In September 2021, the FDA granted an accelerated approval to the novel irreversible EGFR TKI mobocertinib for use in adult patients with locally advanced or metastatic NSCLC with EGFR exon 20 insertion mutations whose disease had progressed on, or after, platinum-based chemotherapy.11
The regulatory decision was supported by findings from a phase 1/2 trial (NCT02716116), which showed that when the agent was given at a dose of 160 mg, it induced an ORR of 28% (95% CI, 20%-37%) per blinded independent review committee assessment in a cohort of 114 patients with EGFR exon 20 insertion–positive NSCLC who received prior platinum-based therapy.12 Moreover, the median DOR with the agent was 17.5 months (95% CI, 7.4-20.3), the median PFS was 7.3 months (95% CI, 5.5-9.2), and the median OS was 24.0 months (95% CI, 14.6-28.8).
“Remember, I said that EGFR exon 20 insertion mutations are not traditionally sensitive to EGFR TKIs. However, with the way that mobocertinib is designed, it can fit into the ATP-binding pocket,” Bazhenova explained. “Similar to amivantamab, those with active brain metastases were excluded [from the trial that supported the approval].”
Toxicity with mobocertinib was as expected with EGFR TKIs, according to Bazhenova, in that patients experienced treatment-related diarrhea (any grade, 91%; grade 3 or higher, 21%), nausea (34% and 4%, respectively), stomatitis (24% and 4%), and lipase increased (19% and 4%).
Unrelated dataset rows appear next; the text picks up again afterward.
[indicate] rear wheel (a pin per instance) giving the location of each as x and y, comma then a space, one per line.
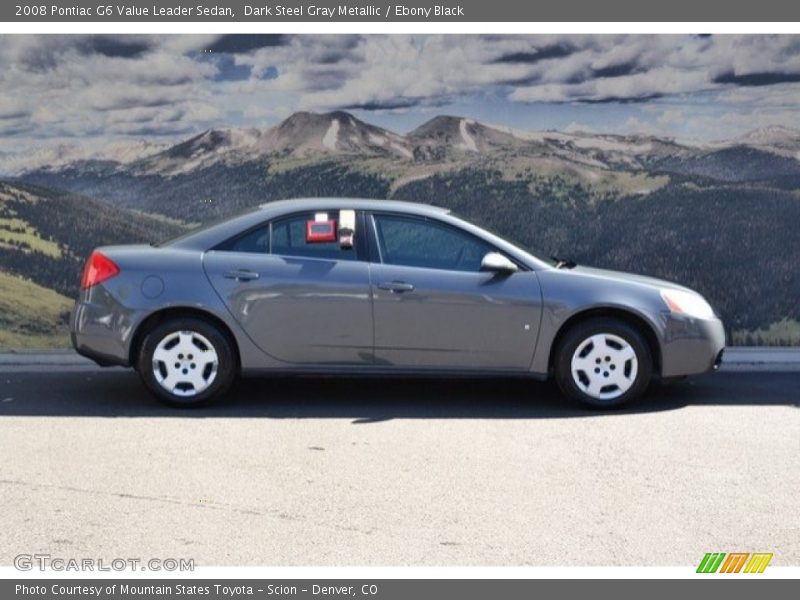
603, 363
186, 362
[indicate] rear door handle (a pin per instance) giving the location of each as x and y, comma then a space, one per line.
396, 286
241, 275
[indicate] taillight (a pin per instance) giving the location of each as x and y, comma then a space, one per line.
98, 269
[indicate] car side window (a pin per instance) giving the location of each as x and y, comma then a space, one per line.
420, 242
289, 239
256, 242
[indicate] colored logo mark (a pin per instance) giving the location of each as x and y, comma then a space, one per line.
734, 562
Osimertinib (Tagrisso) has been evaluated in 21 patients with EGFR exon 20 insertion mutations who have previously received 1 line of treatment and has been shown to elicit an ORR of 24% and a median PFS of 9.6 months. Treatment-related toxicities included diarrhea (76%), fatigue (67%), thrombocytopenia (67%), anemia (43%), leukopenia (43%), anorexia (43%), mucositis (38%), and rash (38%).
Another EGFR TKI, CLN-081 (TAS6417), has been assessed in 43 patients with EGFR exon 20 insertion mutations who previously received platinum chemotherapy.14 Eighteen percent of patients previously received a first- or second-generation EGFR TKI, 20% previously received osimertinib, and 9% previously received poziotinib/mobocertinib. Moreover, 56% of these patients previously received immunotherapy.
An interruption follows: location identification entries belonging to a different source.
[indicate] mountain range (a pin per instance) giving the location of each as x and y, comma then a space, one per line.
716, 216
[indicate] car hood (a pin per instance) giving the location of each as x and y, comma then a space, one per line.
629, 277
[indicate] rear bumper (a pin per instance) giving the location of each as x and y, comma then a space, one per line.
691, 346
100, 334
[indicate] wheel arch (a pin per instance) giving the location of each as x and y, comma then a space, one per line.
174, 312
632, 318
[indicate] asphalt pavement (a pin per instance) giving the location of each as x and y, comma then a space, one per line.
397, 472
At all dose levels examined, the agent was found to produce an ORR of 31%; when given at a twice-daily dose of 100 mg, the CLN-081 elicited an ORR of 46%. Notably, efficacy was observed across all EGFR exon 20 insertion subtypes examined. A key treatment-related toxicity was rash, and that was reported in 73% of patients.
Lastly, poziotinib has also been investigated as a potential therapeutic option in 87 patients with EGFR exon 20 insertion mutations who previously received chemotherapy. Twenty-five percent of these patients also previously received an EGFR TKI.
Findings showed that poziotinib resulted in a median PFS of 4.2 months and a median DOR of 7.4 months, with efficacy observed across all EGFR exon 20 insertion subtypes. The most common treatment-related toxicities included diarrhea (79%), rash (60%), stomatitis (52%), paronychia (45%), nausea (38%), and anorexia (31%).